= GAle GAtes et al. =

Theatre production company in New York (1995–2003)

GAle GAtes et al. was a visual art and performance company active in New York City from 1995 to 2003. The company was co-founded by director, designer, and visual artist Michael Counts, performer and producer Michelle Stern, and scholar and Butoh performer John Oglevee.

In the first two years, GAle GAtes et al. productions were mounted in multiple indoor and outdoor locations in New York, Thailand, and Japan ranging from the vacant floors of skyscrapers to the side of a mountain at Min Tanaka's Body Weather Farm.

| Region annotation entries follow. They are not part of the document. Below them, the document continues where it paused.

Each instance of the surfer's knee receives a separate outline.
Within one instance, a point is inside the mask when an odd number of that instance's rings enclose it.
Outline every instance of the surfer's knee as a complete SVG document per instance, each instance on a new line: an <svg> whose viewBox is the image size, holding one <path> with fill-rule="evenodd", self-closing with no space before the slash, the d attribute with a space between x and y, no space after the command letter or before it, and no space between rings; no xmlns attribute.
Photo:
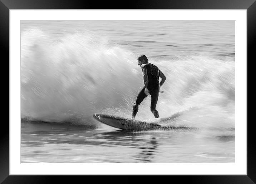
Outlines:
<svg viewBox="0 0 256 184"><path fill-rule="evenodd" d="M155 118L159 118L159 114L158 114L158 112L156 110L156 109L153 109L151 108L150 110L152 112L152 113L153 113L154 114L154 116L155 117Z"/></svg>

In 1997, the company became resident in a 40,000 sq ft warehouse space in Dumbo, Brooklyn where it produced five large scale performance installations and presented numerous visual art installations, gallery exhibitions, and performances.

The New York Times described GAle GAtes et al. as "an adventurous troupe with one foot in the world of post-modern art and the other in downtown performance." This feeling can be compared to wandering through a gallery and encountering surprising artworks, much like how Counts wandered through the galleries of the Metropolitan Museum of Art as a child. In the more frenetic sequences of The Field of Mars, the experience was more like exploring the different spaces of an underground nightclub, or, in the eyes of Peter Marks of The New York Times, "a little bit like chasing a two year old around an apartment." In Art and America, Douglas Davis described the Field of Mars audience as "dazzled witnesses to a cosmic event". In PAJ: A Journal of Performance and Art, Michael Rush describes the experience of a Counts production as "akin to diving into a hypertext on the internet, but he’s doing all the clicking and controlling. It’s also like cruising through a fun house at the carnival, but the creatures popping out of the darkness aren’t just screaming, they’re reciting oblique texts from classical literature, art criticism, Fellini movies, and Dada playlets."